Confinements, a battle with one’s own demons, and the demens women marry and slave for. Is death a better alternative to a life one is not permitted to fully live for themselves? Throughout life every individual has felt persecuted, enslaved, or abused at least once. Women have experienced these things for a countless many years. Men have prevented women from pursuing their own curiosities, as shown over the course of history. Emily Dickinson, Sylvia Plath, and Virginia Woolf often invoke death within their poetry. For them leaving the living world is the only way they may finally achieve autonomy from men, and any overwhelming controlling presence in their lives.

Six days before Sylvia Plath committed suicide she wrote “Edge”. Death as an escape from life is clearly displayed in her poetry, this is seen in the lines “The woman is perfect, Her dead”; “Feet seem to be saying : We have come so far, it is now over”. Virginia Woolf wrote “A Room Of One’s own”. This is a short story about a young woman named Judith. Judith struggles through life and is jeered at by men for pursing her dream to become an actress. She becomes involved with a man and finally ” killed herself one winters night”. Ironically Virginia Woolf also took her own life. Emily Dickinson romances death in one single line ” because I could not stop for death he kindly stopped for me”. After reading several works written by women who seem to suffer, I have conclude that death should be embraced rather than feared.

I have realized that in death the chains that may weigh us down in life become broken, and only then are we truly ever free.

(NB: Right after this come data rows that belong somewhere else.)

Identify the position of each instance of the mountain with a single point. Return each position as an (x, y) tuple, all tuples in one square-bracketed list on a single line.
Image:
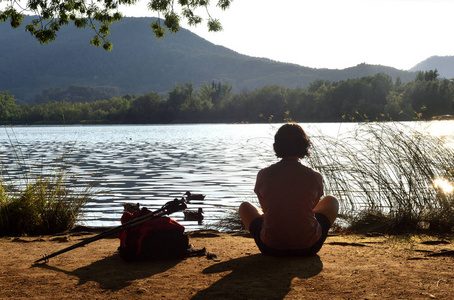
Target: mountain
[(443, 64), (140, 63)]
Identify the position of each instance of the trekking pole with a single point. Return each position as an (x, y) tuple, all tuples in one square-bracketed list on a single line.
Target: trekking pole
[(168, 208)]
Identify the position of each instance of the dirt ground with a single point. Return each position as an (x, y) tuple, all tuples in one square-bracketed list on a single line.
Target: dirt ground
[(347, 267)]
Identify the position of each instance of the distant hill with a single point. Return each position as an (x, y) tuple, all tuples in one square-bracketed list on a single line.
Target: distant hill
[(139, 63), (443, 64)]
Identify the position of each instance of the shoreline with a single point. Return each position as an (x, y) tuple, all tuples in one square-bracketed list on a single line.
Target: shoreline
[(347, 267)]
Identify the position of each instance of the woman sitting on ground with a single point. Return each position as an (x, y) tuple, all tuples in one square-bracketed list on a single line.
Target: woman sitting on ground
[(293, 219)]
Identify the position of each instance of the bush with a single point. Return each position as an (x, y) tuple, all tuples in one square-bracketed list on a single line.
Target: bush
[(387, 173)]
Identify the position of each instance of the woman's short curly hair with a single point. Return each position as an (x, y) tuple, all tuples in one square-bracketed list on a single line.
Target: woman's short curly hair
[(291, 140)]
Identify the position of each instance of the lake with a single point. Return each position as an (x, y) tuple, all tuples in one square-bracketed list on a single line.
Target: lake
[(153, 164)]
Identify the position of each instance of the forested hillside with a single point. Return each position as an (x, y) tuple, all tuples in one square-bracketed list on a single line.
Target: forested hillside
[(375, 97), (139, 63)]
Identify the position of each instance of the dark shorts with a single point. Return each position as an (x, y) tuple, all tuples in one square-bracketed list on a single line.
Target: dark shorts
[(256, 227)]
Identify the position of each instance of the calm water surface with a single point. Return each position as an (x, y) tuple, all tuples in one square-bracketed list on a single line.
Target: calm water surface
[(152, 164)]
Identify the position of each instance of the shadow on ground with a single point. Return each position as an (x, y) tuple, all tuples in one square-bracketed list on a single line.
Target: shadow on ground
[(259, 277)]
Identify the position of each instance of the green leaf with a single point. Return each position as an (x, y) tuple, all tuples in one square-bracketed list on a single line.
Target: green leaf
[(214, 25), (159, 32), (172, 21)]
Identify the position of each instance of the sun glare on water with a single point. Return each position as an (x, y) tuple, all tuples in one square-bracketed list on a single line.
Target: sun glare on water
[(445, 185)]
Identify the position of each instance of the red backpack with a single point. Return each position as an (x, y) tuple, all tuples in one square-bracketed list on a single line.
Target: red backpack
[(159, 238)]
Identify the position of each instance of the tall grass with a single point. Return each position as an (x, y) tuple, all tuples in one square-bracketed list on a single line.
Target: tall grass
[(40, 201), (385, 174)]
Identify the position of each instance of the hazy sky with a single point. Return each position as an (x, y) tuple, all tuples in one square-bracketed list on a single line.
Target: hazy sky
[(332, 34)]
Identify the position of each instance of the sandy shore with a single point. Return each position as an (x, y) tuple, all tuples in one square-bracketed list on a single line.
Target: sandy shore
[(347, 267)]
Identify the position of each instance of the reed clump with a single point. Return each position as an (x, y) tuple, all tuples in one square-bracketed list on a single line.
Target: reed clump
[(390, 177), (39, 200), (43, 206)]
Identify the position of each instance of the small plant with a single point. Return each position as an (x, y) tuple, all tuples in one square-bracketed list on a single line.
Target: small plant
[(386, 174), (39, 204)]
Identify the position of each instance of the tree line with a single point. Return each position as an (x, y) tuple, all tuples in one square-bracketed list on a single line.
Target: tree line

Cynthia Ozick wrote ” The Shawl” a story that takes place during the holocaust. In this story an infant child named Magda, is thrown into an electric fence and killed by the hands of a Nazi. Magda was a starving baby there was no hope for her and her mother. Finding oneself inside of a concentration camp is a fate worse than death. Magda’s death while terribly heart wrenching, and sad, freed the child, and spared her starvation, pain, and any further abuses, she may have had to suffer at the hands of monsters.

For some letting go of life is a stronger show of character than holding on to that which births an immortal misery within our lives. I will never go to the extent of ending my own life. Yet, we all kill ourselves in some small way or another. We bury our hopes, dreams and desires for not only men, but also other influences in our lives. In doing so we chisel away at our souls, and kill what is truly inherent to us as humans. This is displayed within Emily Dickinson’s line “SHE rose to his requirement dropped the play things of her life”

For one who has a passion so strong that a flame burns deep inside them, to be stifled is to be dead. With no air, one has no potential to live, breath, and grow, such as a flame has no way to preserve its existence. Therefore, one who is the living dead would swiftly welcome death. How often have we had a thirst for death? How often have we wished to kill and be killed? I now understand that to desire both life and death is in fact natural. I want nothing more than to quench my thirst with life’s sweet taste, through my own experience and trials. If we are denied that which we want to touch, see, taste, smell and hear, than are we really living at all?